Turning the Other Cheek – a silent skit for a troupe of clowns
From an idea in Ministry of Clowning compiled by Everett Robertson. By the Beauregard Parish clowns.
Play is silent except for the reader and for the audience’s last reaction and the narrator’s reading. Could use background noises when stick hits and when tramp sits on glasses. Using background music could be effective.
Lady – a “bag” lady carrying a grocery bag or pushing a cart of some sort with bags in. She is not dressed warmly. She has a large stick (but one that is easily broken) in her cart and is wearing glasses. Could use a large empty purse to show she has no money.
Tramp – carries a large bible. He has on a large (best if tattered) coat, a hat, muffler and gloves. He needs to be able to quickly hide her glasses and produce a broken pair. He needs a length of bright red yarn, cloth or string to tie the two sticks into a cross.
Reader – traditional clown garb or street preacher type outfit. Needs a Bible to read from.
Audience (optional) – If used, audience will show the attitudes of most people as they watch the scene unfold. For example, they may look sad that the lady is cold. Can dress as clowns or as children or whatever seems fitting.
Setting: Bench in a park on a very cold day
Audience – If using audience, they come in first and sit on the ground near the bench.
Tramp – enters, looks around and sets on left side of bench. Opens Bible and begins reading silently.

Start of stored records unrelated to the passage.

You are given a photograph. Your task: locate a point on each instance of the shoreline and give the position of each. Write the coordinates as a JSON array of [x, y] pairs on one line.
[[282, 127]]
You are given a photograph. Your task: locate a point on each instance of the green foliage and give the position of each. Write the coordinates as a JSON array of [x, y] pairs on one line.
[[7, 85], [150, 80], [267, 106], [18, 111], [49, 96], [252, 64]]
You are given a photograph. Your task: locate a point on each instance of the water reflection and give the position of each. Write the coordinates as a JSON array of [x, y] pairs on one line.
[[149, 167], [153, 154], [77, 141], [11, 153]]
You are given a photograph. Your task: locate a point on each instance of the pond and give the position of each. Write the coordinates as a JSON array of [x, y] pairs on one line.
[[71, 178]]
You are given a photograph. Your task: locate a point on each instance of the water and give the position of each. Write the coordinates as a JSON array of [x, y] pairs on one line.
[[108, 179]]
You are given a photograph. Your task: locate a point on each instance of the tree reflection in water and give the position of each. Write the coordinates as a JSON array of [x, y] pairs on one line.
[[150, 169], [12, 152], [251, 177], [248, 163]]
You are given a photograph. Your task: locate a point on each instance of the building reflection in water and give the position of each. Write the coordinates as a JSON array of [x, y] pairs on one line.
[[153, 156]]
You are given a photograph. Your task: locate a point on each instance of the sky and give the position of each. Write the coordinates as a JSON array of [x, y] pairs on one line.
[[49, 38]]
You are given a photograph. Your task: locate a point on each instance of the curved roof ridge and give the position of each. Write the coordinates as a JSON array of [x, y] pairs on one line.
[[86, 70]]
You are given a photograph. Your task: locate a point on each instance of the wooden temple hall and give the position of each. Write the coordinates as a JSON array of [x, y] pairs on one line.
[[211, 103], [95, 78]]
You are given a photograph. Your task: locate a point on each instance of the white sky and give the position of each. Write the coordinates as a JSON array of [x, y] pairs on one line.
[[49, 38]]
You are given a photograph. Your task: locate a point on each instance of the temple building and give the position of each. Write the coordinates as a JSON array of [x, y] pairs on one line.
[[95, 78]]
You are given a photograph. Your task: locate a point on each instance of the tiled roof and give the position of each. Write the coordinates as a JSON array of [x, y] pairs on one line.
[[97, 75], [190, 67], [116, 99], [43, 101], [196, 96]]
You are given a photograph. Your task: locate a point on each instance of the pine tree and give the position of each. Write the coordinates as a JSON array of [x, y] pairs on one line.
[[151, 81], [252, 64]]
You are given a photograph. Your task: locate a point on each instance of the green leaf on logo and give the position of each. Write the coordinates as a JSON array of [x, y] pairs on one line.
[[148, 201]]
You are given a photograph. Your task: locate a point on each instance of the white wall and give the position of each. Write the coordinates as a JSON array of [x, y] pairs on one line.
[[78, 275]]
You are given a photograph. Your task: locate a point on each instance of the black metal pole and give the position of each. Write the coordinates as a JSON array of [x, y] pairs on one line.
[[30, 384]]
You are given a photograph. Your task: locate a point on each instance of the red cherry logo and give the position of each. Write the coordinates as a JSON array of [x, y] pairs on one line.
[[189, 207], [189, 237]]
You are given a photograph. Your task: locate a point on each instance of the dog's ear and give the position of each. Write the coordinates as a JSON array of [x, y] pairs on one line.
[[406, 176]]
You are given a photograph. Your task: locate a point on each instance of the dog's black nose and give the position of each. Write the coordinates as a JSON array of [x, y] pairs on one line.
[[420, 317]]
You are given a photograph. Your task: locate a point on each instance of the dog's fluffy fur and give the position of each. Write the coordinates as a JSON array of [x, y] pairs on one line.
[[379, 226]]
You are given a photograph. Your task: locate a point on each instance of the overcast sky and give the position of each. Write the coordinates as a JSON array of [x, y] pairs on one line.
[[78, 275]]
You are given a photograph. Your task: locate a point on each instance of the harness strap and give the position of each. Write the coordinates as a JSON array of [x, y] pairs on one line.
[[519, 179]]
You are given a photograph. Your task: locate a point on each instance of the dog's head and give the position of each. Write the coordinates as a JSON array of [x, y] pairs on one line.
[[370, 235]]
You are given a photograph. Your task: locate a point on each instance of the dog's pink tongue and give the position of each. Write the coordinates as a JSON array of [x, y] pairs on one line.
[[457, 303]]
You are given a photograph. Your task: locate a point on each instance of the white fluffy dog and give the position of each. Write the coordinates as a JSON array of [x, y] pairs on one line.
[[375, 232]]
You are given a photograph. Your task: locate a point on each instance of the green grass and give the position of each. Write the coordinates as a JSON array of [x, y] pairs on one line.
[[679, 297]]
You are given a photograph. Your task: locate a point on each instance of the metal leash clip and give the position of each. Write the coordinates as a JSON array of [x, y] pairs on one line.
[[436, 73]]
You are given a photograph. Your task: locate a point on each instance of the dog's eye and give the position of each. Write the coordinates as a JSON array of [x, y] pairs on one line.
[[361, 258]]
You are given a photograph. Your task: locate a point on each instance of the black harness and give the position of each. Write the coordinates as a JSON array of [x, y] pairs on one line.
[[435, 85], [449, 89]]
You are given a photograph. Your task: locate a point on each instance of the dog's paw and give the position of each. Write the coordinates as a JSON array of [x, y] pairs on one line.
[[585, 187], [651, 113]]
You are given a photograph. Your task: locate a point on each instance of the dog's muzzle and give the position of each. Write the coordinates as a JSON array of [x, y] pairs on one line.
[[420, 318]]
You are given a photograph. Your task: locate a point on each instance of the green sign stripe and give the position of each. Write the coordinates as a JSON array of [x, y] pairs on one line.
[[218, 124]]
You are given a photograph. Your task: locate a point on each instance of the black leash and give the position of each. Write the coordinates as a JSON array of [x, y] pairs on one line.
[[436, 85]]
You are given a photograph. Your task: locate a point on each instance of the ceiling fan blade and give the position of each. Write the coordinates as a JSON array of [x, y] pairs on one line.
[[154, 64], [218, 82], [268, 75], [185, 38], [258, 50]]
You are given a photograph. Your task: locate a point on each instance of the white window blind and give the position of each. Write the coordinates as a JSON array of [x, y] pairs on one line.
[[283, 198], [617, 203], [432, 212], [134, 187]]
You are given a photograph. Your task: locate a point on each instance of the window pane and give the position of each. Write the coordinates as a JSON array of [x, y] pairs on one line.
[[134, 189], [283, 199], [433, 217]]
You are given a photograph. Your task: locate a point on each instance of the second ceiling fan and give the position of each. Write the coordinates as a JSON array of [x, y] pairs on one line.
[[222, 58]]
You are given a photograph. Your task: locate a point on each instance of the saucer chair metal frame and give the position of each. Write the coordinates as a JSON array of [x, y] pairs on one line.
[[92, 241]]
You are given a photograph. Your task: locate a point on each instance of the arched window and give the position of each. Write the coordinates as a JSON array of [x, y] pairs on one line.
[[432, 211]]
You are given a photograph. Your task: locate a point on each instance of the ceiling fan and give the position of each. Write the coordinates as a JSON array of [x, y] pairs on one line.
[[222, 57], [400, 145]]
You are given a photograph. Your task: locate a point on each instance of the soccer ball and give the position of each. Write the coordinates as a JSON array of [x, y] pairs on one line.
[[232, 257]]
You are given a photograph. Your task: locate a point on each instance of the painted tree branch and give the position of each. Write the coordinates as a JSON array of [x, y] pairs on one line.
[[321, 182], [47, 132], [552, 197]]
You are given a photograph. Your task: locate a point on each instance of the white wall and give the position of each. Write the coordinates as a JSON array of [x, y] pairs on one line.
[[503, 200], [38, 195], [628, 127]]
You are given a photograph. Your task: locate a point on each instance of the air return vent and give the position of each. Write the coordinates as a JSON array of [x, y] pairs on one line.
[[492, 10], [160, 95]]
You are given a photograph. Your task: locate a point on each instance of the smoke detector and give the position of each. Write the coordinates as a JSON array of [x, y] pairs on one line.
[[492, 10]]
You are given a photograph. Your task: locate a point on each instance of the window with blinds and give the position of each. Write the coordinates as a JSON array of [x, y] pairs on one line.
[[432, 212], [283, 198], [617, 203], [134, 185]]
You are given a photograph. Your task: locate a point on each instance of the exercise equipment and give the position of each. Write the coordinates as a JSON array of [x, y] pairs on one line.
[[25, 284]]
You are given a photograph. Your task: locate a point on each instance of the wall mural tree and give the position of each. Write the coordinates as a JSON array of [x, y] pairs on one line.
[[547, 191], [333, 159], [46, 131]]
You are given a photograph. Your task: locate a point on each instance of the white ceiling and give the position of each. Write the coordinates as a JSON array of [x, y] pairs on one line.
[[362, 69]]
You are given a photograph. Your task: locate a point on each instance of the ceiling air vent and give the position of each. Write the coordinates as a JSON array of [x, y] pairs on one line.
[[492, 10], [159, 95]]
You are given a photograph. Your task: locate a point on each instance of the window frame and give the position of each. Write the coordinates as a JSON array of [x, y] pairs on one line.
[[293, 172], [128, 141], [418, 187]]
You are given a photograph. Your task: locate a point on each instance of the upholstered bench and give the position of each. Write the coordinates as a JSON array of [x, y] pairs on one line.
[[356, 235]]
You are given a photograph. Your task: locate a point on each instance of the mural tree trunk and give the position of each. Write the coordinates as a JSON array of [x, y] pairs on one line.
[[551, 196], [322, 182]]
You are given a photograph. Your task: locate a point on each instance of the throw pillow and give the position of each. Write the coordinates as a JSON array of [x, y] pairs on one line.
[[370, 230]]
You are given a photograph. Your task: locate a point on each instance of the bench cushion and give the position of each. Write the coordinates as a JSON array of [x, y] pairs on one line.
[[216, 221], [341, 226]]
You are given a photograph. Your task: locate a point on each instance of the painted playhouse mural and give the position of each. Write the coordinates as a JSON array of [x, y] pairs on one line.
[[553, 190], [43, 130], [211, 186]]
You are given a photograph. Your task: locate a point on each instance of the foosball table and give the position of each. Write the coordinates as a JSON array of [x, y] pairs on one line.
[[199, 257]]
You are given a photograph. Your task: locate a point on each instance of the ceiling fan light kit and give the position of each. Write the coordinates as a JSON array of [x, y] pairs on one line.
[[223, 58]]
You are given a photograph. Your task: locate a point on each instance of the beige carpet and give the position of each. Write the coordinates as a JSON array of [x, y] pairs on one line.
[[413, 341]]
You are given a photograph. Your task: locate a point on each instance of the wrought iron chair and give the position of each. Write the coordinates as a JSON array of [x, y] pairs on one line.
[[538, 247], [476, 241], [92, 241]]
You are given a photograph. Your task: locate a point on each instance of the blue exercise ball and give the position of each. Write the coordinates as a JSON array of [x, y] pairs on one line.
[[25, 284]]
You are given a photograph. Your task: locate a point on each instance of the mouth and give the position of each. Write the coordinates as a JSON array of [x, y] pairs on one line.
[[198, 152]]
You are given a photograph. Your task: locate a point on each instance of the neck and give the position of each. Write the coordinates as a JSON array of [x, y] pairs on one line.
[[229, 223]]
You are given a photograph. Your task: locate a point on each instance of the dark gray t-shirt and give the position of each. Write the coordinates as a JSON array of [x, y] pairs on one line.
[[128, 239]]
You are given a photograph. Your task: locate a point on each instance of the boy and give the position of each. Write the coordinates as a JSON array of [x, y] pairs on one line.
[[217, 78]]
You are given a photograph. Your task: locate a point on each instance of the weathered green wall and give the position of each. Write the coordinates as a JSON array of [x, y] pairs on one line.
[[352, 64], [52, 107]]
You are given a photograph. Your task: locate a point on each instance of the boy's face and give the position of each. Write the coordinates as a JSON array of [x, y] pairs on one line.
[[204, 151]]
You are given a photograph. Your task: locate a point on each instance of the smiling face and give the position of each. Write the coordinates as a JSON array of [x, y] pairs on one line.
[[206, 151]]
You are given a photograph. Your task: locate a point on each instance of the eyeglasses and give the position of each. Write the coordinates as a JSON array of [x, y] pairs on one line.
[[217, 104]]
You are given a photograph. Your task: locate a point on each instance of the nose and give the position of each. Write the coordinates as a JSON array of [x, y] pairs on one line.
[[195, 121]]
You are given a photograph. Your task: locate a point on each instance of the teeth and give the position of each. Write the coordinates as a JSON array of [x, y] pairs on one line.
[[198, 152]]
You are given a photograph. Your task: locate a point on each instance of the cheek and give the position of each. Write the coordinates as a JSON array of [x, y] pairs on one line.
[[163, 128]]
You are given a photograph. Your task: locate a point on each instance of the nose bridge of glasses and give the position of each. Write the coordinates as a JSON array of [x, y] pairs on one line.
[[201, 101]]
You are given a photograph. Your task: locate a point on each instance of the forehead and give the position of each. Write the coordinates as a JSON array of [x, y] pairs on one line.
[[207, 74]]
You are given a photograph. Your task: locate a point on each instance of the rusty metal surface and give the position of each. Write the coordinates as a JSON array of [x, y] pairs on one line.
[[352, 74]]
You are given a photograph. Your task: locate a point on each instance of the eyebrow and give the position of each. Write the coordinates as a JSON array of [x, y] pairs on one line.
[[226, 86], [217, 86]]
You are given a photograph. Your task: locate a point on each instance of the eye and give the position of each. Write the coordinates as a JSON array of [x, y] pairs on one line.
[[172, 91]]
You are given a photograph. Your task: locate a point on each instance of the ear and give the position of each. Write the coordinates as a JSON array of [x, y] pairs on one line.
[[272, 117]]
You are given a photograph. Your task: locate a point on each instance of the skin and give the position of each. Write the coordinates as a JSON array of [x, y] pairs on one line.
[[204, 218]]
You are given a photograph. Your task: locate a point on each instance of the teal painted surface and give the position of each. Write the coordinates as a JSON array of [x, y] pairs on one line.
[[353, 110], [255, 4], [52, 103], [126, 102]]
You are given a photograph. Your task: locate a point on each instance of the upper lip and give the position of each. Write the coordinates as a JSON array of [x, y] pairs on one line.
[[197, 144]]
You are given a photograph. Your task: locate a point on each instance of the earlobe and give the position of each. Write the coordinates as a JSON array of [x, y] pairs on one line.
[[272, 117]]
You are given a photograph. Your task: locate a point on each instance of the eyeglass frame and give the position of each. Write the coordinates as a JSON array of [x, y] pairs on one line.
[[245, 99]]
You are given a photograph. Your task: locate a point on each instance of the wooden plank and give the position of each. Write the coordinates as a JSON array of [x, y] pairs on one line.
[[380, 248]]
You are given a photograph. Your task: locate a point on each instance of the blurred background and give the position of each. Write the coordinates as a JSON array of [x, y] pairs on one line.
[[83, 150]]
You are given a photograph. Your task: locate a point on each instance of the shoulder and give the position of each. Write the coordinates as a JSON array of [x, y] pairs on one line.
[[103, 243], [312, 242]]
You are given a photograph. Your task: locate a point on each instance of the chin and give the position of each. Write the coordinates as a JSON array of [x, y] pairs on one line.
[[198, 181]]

Lady – walks in. Her actions show that she is very cold. If she has a shopping cart or bag, let her look through them for something to put on. She finds nothing. She sits on the bench shivering.
Audience – may look sad that the lady is cold or may make fun of her.
Tramp – looks at lady. Frowns. Reads in Bible. Smiles. Gets up, takes off his coat and holds it out to her.
Lady – stands up to put the coat on and places her glasses on the bench where the tramp was sitting. She acts reluctant to take the coat. May want to turn out her pockets or turn her purse upside down to show that she has no money to pay for it. At last accepts coat. Shows that she is warm.
Tramp – takes off his gloves and gives to her. Then his hat and muffler. Lady puts them on and shows gratitude and warmness.
Both – Smiling they both sit down.
Lady – begins to look for glasses.
Tramp – starts helping look.
Both – They find he is sitting on the broken glasses.
Lady – shows anger and appears to hit him on the cheek with a stick. (for safety, have actor actually tap – not hit – the shoulder on the side away from the audience rather than the face) Then she sits down looking angry.
Audience – raises fists and expresses anger toward the woman. Shows him that he should hit back.
Tramp – reads his Bible. Taps woman and points to the other cheek.
Lady – looks surprised.
Audience – acts shocked
Tramp – holds Bible over for lady to read.
Lady – reads and shows amazement.
Tramp – takes stick, breaks it in two and forms a cross which he hands to her.
Lady – accepts cross, hugs it and places it in her basket or shopping bag.
Lady – gets up to leave.
Tramp – taps her on the shoulder and hands her his glasses.
Lady – puts glasses on
Both – they sit down together with tramp pointing to Bible and lady appearing to read it..
Reader -stands up, walks to them, reaches out hand for Bible, accepts it and reads Matthew 5:38-44 Jesus said, “Here’s another old saying that deserves a second look: ‘Eye for an eye and tooth for a tooth.’ Here’s what I propose. ‘Don’t hit back at all.’ If someone strikes you, stand there and take it. If someone drags you into court and sues you for the shirt off your back, gift-wrap your best coat and make a present of it. And if someone takes advantage of you, use the occasion to practice servant life. No more tit-for-tat stuff. Live generously.”
Audience – reacts in surprise and then approval to the reading. Goes “oh-h-h” and “ah-h-h”, then cheers and all exit together.